Mike Smith, australiano, numero uno del Counter Terrorism Executive Directorate (CTED) dell’Onu a New York: il suo ruolo è quello di vigilare sulla lotta al terrorismo e la sua posizione è nata nel momento in cui gli attentati dell’11 settembre avevano reso chiaro a tutti l’inizio di un nuovo periodo di disordini internazionali. Mike Smith, ora, lancia l’allarme: Internet ha sconquassato i piani della sua agenzia e le strategie oppositive vanno ora riconsiderate alla luce dell’imporsi dello strumento in tutto il mondo.

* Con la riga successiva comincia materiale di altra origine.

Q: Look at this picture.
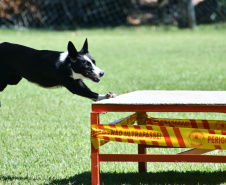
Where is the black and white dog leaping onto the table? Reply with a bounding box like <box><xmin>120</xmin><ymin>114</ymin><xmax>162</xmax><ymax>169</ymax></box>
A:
<box><xmin>0</xmin><ymin>39</ymin><xmax>116</xmax><ymax>101</ymax></box>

Così Reuters riporta le sue parole: «Internet è una preoccupazione reale e penso che non abbiamo ancora trovato la risposta […] Tempo fa gli estremisti dovevano attraversare confini per organizzarsi e attaccare […] Oggi invece possono fare un sacco di cose con Internet, possono dare istruzioni, coordinarsi, reclutare attraverso i siti Web della jihad». Quello che è cambiato, dunque, è proprio il modo in cui le cellule terroristiche si muovono e comunicano: i tempi son diventati istantanei e le reazioni delle pachidermiche istituzioni di controllo sono troppo lente e troppo poco elastiche per poter monitorare efficacemente il nemico. Per questo Internet è un pericolo: è un’arma libera nelle mani di tutti, e c’è chi può trarne grandi vantaggi anche nel mondo dei terroristi.
Il discorso di Smith non sembra inserirsi nel solito canovaccio del monito contro il web come fonte del male: Internet è visto come un semplice strumento e da ogni parola traspare semplicemente la necessità di creare nuove strategie di monitoraggio per andare a fermare chi del web fa uso pericoloso e malintenzionato. Secondo Smith, semplicemente, occorre capire la nuova realtà ed adeguarsi: «le persone devono essere consapevoli, le comunità devono esserlo, chi gestisce un Internet cafè deve prendere delle misure e prepararsi a collaborare con le autorità se segnalano che c’è qualcosa di cui preoccuparsi […] Penso che la nostra risposta a Internet… sarà una serie di strategie che forniranno una sorta di difesa del perimetro».
Le parole di Smith sembrano arrivare a preludio di una qualche nuova iniziativa di controllo del web: la «difesa del perimetro» non è stata ben identificata, ma difficilmente è possibile interpretarla solo con l’informazione e la consapevolezza. In passato il terrorismo è già stato additato da molti come una sorta di appiglio su cui gli USA hanno fatto leva per creare strategie di controllo che oltre ai terroristi hanno permesso di tenere sott’occhio anche la stessa popolazione. L’ombra del Big Brother, da quel giorno del 2001, ha sembre gravato su ogni iniziativa istituzionale di prevenzione. Le parole di Smith, pur provenendo da un ente internazionale e pur non indicando interventi concreti, non faranno probabilmente eccezione.